Section 1 solution. The Court plowed new ground by determining that the mortgage designated MERS as the agent of Citimortgage and that MERS as agent was entitled to notice:
Ultimately, we do not believe that the authors of the original version of [Indiana Code § 32-29-8-1], writing in 1877, would have understood the term “mortgagee” to include an entity like MERS that neither holds title to the note nor enjoys a right of repayment. Thus, our decision here should not be taken to mean that MERS is a “mortgagee” as the term is used in Indiana Code § 32-29-8-1. All we hold today is that because Citimortgage never received proper notice of the foreclosure proceeding, it lay beyond the jurisdiction of the trial court, and the default judgment is thus void as to Citimortgage’s interest in the Madison County property.
One might interpret Citimortgage to say that Section 1 includes a third option as to whom to sue: a nominee (agent) of the mortgagee.
Section 2 problem. Citimortgage avoided the impact of I.C. § 32-29-8-2(1) (“Section 2”), which states that “a person who is assigned a mortgage and fails to have the assignment properly placed on the mortgage record . . . is bound by the court’s judgment or decree as if the person were a party to the suit.” At some point, Citimortgage apparently became the assignee of Irwin but evidently did not record the assignment until after ReCasa obtained a judgment (and flipped the house to Sanders). Yet Citimortgage prevailed.
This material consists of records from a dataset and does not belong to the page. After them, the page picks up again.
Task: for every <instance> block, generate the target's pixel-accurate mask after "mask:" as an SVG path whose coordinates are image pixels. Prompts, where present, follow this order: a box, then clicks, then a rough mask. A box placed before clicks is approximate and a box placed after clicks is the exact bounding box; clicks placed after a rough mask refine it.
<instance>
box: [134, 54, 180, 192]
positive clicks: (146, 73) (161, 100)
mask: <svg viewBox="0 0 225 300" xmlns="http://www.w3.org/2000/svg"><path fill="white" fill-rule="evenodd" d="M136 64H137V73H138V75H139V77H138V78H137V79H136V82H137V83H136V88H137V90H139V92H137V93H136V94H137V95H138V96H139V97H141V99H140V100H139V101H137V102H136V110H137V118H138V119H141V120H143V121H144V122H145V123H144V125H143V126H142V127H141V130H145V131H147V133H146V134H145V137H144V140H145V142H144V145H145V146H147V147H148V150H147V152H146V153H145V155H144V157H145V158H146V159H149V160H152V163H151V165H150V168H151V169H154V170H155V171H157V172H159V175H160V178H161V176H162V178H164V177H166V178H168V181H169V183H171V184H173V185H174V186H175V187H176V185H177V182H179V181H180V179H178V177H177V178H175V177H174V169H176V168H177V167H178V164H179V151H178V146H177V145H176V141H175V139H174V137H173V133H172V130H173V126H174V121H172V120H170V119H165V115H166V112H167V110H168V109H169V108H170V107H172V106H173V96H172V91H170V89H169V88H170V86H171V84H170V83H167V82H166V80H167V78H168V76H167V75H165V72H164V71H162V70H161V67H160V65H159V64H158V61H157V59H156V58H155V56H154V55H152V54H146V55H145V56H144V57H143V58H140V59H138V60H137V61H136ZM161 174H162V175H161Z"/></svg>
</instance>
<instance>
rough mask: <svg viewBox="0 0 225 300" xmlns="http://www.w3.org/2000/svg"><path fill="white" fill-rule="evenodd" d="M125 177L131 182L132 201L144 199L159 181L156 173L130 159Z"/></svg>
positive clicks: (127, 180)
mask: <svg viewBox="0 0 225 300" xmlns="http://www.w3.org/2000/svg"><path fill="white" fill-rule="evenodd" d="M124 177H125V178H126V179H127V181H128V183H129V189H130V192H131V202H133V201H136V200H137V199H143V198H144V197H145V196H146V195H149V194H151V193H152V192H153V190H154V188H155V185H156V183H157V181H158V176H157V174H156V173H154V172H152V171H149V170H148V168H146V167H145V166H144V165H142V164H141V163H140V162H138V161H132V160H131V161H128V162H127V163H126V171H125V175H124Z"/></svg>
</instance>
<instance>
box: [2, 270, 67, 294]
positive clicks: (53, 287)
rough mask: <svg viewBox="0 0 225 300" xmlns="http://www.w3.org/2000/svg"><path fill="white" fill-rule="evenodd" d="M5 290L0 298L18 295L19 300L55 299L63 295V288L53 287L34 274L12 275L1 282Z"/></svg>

Section 2 solution. The Citimortgage decision carves out an exception to the recording requirement in Section 2 when the mortgage identifies MERS. The plaintiff must name MERS “as nominee” of the identified lender. The Court’s rationale appears to be based upon the premise that MERS - identified in the mortgage - is shown on the record to hold an interest in the mortgage.
Statutory amendments coming? In its opinion, the Court poked Indiana’s legislature about changing I.C. § 32-29-8:
We note in closing that it is both difficult and undesirable to apply such superannuated statues to the modern mortgage industry. The drafters of the original 1877 version of Indiana Code § 32-29-8-1 envisioned a drama for two, or at most three, actors: Borrower, Mortgagee, and possibly Assignee. They could not have imagined our present-day multi-trillion-dollar international mortgage market. The statute that they drafted, and under which Indiana mortgage transactions still take place, thus leaves unaddressed many issues important to contemporary practice. We recognize that the General Assembly may soon find it necessary to modernize the statutory script to accommodate this new and larger cast of characters.
How the Indiana General Assembly will tweak Sections 1 or 2, if at all, is guesswork. Perhaps MERS itself will be written into the statute, or maybe the statute will define “nominee” and add such a party as an option for whom to sue. Something should be done, and Section 3 should be included in any amendment.
Name MERS. What we do know in the wake of Citimortgage is that, under Indiana law, MERS “as nominee” is the actual mortgagee’s agent for service of process. When a mortgage identifies MERS “as nominee,” the plaintiff creditor must name MERS as a defendant in any foreclosure action and serve MERS with a summons and complaint. To be safe, both the identified lender and MERS should be named in the suit.